Overall, the apps for the iPad - ones designed to take advantage of the larger screen - are wonderfully useful.

Specific iPad applications

The Yahoo! Entertainment app is much more useful than the web version.  It's too bad neither TiVo or MSN have iPad formatted apps like this.  Customizing TV listings is very intuitive, poking at on/off choices with a finger is even more intuitive than pointing and clicking with a mouse.

The NPR app is fun, too, with streaming access to affiliates as well as a triple stacked stacked news story layout.

The Yahoo!

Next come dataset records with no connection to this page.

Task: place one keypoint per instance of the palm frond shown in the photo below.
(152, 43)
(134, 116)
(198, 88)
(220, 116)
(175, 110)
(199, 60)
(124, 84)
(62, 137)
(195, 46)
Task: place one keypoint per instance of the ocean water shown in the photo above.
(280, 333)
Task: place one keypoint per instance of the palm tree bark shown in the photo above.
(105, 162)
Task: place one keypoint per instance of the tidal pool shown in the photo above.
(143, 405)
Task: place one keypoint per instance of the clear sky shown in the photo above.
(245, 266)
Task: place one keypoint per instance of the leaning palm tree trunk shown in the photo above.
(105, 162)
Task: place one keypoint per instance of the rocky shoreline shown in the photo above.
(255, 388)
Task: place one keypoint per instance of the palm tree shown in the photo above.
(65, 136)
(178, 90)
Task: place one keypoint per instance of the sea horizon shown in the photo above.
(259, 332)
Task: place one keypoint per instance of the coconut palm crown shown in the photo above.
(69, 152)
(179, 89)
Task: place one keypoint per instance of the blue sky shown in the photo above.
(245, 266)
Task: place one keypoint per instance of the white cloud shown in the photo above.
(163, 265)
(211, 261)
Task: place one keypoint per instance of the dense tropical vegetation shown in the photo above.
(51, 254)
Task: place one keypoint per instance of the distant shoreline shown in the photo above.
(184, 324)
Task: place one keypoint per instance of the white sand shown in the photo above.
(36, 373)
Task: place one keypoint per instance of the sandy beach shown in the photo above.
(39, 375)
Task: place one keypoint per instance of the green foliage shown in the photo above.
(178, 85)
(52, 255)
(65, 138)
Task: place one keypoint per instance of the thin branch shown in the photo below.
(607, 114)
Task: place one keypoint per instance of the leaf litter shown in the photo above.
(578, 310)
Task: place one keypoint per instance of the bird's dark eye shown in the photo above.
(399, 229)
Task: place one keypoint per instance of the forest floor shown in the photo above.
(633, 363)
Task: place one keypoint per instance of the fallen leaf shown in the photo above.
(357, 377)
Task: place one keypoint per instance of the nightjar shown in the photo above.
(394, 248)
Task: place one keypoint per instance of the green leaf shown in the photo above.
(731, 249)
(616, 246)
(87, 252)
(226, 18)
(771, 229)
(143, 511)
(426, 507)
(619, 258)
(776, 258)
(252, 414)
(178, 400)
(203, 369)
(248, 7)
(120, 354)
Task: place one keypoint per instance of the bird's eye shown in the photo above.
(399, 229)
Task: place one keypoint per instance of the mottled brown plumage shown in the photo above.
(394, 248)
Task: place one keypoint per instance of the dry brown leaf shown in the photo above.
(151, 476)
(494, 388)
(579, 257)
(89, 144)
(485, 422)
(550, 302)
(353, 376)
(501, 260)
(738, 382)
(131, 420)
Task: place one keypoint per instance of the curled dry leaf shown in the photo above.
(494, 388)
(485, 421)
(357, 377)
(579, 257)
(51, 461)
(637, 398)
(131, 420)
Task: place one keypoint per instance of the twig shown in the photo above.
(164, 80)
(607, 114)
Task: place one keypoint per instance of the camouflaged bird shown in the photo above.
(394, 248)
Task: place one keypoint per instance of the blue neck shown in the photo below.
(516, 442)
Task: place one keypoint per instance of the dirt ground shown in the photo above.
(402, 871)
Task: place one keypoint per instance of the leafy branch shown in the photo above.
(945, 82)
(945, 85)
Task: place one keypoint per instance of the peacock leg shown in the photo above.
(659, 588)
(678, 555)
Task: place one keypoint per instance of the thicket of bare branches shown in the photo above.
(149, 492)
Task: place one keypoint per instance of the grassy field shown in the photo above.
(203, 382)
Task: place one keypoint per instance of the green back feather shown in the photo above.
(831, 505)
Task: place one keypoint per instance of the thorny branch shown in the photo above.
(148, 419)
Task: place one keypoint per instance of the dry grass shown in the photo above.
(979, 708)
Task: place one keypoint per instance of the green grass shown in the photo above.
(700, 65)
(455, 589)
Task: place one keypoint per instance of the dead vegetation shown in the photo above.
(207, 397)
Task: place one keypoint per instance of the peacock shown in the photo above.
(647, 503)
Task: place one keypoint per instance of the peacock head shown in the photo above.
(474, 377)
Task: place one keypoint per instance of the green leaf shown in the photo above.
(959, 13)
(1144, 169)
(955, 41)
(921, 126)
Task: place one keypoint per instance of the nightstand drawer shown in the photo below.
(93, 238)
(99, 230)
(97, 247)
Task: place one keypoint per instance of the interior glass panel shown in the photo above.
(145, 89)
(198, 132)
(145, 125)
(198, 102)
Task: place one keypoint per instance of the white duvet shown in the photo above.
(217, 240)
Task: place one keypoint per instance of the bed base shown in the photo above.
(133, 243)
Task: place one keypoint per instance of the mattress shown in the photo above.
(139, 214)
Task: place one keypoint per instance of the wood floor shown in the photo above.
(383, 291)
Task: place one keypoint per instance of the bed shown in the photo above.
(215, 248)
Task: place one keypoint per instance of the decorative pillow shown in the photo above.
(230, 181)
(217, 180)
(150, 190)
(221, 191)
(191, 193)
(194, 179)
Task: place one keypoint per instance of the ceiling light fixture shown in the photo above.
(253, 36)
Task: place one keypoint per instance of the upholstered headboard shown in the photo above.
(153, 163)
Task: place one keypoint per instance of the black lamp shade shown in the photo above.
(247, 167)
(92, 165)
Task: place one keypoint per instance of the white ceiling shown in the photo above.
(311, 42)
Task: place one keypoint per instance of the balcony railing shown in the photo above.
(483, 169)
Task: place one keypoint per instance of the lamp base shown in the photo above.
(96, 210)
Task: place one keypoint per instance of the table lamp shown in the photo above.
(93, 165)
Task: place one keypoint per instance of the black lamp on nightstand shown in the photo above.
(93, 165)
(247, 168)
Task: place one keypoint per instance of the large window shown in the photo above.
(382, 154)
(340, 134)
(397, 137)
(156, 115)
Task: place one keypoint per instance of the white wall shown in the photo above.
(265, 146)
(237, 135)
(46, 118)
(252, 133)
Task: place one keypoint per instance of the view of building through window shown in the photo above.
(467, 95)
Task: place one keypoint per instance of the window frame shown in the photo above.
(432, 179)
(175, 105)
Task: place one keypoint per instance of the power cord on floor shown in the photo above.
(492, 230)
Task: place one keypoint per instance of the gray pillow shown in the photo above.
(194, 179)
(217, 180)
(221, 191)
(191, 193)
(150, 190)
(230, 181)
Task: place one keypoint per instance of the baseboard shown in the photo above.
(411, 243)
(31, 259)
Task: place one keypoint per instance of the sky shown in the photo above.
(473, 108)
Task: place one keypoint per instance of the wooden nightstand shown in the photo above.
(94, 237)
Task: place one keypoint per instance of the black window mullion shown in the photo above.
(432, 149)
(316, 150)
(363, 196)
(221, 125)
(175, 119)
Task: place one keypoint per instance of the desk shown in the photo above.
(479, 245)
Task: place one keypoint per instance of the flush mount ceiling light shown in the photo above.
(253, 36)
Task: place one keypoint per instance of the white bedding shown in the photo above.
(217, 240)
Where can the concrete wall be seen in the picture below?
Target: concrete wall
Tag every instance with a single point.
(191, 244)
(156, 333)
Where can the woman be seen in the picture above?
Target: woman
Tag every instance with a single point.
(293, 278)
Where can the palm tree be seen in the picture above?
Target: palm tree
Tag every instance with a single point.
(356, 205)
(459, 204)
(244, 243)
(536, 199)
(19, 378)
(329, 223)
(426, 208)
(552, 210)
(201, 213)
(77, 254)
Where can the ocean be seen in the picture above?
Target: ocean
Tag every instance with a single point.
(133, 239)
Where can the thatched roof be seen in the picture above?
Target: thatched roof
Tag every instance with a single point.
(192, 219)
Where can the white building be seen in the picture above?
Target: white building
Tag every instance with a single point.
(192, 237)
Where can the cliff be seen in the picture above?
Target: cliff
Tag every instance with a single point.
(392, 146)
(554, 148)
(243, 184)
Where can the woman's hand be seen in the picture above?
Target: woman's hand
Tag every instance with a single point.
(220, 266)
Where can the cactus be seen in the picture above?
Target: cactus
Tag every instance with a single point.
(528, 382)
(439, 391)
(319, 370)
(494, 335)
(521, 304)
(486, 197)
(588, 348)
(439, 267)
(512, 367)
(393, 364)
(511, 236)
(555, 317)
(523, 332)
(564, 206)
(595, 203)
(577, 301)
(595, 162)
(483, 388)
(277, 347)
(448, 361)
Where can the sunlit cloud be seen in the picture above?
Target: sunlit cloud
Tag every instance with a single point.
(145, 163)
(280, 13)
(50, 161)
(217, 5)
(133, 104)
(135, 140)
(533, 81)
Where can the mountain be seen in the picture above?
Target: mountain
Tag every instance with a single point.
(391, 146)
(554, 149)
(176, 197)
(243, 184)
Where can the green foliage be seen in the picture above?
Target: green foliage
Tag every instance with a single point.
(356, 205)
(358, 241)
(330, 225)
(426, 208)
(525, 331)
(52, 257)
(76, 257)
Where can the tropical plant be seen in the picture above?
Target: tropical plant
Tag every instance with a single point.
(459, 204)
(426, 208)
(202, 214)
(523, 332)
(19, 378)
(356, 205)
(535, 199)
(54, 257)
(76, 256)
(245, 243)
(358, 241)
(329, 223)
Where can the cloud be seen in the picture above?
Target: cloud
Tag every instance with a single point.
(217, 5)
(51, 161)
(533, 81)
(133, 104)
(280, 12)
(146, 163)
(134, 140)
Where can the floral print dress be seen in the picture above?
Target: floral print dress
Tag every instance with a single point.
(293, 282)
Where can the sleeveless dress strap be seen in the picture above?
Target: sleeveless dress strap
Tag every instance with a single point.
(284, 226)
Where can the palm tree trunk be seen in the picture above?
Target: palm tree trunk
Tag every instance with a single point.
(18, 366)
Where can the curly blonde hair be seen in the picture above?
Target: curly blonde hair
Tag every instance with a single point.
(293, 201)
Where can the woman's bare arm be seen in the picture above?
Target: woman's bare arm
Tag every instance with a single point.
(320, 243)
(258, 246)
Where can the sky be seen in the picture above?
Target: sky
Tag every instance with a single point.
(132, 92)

Entertainment app crashed a few times, as did the NPR app, returning to the home screen.

The IMDB application was really fun.  The wife and I sat around looking up movies and reading trivia and being silly running lines from The Karate Kid and Office Space.  All on the couch, without a keyboard.  That part truly shows off how the same data, different interface and in a movie-watching setting (couch) really can make the power of the internets click.  I understand why Steve says it's a magical device.

ABC Player is fantastic, access to watch shows on demand is reminiscent of Hulu.  I have to say that I was right on the edge of buying an iPad and the Modern Family episode featuring it had a little bit to contribute to pushing me over.  ABC being owned by Disney with Steve Jobs as a 7% shareholder probably had a something to do with that.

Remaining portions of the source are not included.